Answer: One day they even came to my house. My mom said “there are some people here, and they’re really excited about something.” I said “Mom, they’re here to protest me.” One day we opened the Washington Post and there was a two page spread on all the school closures, news shots of me getting yelled at, etc. My mother walked into the kitchen that night as I was making a peanut butter and jelly sandwhich and she said “Are you OK?” Then she said “when you were a kid, you never used to care about what other kids thought about you. I feared you might become anti-social. But now I see that that is serving you well. :)”
You have to be OK with criticism. This is not the profession for you if criticism makes you feel super bad. I would much rather have had a room full of people yelling at me, than the opposite where no one cares. I would much rather deal with anger than apathy.
Question: And you can’t lead if change isn’t happening. It’s the very nature of leadership. So the million dollar question: If you had to do it over again, would you change that fast? What would you say to leaders: incremental change, or revolution?
Answer: I’m not an incremental girl. I certainly didn’t think it was appropriate for the context we were working in. When I was responsible for a school district that was failing a vast majority of its children, I wasn’t going to stand for that. Some people would say to me “you are going too fast, like a bull in a China shop.” But I always noticed that their children were not in the DC schools. If you have your children tucked up in a private school, you can afford to let this slide in the DC schools a bit. I never heard a parent of a child in the district say “you’re moving too fast.”
Question: [Missed it]
Answer: If you look at the education agenda in this country, it has largely been driven by special interests. And the problem in that scenario is that there is no organized interest on behalf of kids. So seeing that void and believing that the only way we will see change in this realm is to have that voice out there, I decided I would motivate people towards that. So I started an organization called Students First, and it is a movement of people across this country who know that our education system is not serving children well in this country and put pressure on public officials for change.
Question: One more question while we change. Some final parting words of challenge.

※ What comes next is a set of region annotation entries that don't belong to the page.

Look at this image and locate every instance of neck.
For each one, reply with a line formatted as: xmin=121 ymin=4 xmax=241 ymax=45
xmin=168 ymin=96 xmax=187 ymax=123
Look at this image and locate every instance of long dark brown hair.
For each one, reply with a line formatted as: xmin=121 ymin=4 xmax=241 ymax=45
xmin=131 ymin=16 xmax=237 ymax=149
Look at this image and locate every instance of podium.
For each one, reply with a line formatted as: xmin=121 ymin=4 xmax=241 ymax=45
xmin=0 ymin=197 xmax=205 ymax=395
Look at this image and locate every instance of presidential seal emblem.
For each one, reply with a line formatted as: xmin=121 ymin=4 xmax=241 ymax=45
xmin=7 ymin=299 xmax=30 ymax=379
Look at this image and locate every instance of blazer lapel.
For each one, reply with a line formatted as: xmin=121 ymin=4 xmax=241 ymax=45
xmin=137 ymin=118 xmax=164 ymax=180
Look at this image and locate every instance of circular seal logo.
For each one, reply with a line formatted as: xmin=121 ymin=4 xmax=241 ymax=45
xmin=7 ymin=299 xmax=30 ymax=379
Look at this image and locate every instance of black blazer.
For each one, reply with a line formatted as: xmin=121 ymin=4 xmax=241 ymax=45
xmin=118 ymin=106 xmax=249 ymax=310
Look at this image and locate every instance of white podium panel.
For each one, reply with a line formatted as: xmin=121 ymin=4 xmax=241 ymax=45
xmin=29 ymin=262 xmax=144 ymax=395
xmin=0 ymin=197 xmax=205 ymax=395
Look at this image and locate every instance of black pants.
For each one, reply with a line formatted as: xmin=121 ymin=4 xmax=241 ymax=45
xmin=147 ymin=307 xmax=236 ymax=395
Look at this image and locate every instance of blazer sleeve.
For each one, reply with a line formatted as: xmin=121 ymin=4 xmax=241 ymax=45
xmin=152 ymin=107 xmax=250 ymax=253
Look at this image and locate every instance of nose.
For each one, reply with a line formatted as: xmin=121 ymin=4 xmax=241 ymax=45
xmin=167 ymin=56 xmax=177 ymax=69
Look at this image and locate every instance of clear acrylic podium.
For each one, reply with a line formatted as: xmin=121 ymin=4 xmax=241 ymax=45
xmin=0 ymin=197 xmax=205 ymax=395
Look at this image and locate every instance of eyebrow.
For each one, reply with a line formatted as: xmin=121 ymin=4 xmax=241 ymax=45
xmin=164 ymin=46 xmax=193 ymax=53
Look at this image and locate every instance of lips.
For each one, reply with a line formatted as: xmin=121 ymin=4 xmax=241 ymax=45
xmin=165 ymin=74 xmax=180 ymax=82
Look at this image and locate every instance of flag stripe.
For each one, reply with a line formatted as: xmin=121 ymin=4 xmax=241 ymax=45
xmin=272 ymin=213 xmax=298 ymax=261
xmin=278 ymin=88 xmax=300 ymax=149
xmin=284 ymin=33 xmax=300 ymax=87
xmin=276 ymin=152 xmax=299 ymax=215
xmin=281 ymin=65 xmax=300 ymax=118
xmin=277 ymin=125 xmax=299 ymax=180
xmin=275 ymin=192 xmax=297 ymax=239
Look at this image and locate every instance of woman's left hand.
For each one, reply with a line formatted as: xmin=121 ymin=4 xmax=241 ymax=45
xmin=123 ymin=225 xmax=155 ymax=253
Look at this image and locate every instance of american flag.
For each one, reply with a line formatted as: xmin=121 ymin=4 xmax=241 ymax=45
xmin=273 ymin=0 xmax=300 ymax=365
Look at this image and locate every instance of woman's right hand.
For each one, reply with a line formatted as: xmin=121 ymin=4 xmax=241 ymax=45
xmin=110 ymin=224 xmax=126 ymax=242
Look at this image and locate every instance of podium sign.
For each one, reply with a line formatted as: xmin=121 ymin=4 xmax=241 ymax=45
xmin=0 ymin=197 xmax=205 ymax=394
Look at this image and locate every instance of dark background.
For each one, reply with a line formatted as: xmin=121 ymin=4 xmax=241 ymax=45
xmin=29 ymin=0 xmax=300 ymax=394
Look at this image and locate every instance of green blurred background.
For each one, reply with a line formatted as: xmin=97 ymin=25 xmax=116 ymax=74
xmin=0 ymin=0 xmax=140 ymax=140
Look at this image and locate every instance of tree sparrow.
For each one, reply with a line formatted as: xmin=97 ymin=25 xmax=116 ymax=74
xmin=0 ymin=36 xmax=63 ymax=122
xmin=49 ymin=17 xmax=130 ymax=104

Answer: As I think about what needs to happen in this country, it really is about putting students first. Go to our website at www.studentsfirst.org to find out more about what is happening. I’ll close on this. I was meeting with a state legislator a few weeks ago. He said “I understand what you’re trying to do. I just wnat you to understand this is really hard. The union will be picketing, etc.” I looked at him and said: “But as an elected official, your job is to represent all your constituents. If you just turn your attention to where the yelling is the loudest, you will be turning your backs to kids. Because kids don’t vote. Kids don’t hold rallies and protests. Proverbs 31:8: “Speak up for those who cannot speak for themselves.” The children cannot go out there and represent their own interests, so we as the adults need to be the ones who stand up and do something about it.”
[WOW. Fantastic.]
Answer: I would describe myself as an aspiring Christian. My fiance is a strong man of faith and evangelical Christian. There are a few things holding me up. I was talking to a pastor recently, and he said “I can tell that you’re close. What’s the problem?” I said [missed it.] He said “this is a journey between you and God. Don’t pay attention to what other people are saying and doing.” The other thing is I’m a very linear and rational sort of person. I have a hard time turning things over. So this concept “let go and let God,” right, is a tough one for me. Going through this workbook Experiencing God. There is one day we did this together and talked about the concept of letting Go and letting God, and the lesson was talking about Sara in the OT, and she took things into her own hands to fulfill the promise God had made. My fiance said, “see, that’s what you do. You can’t do that. Let go!” So that’s where I am in my spiritual journey.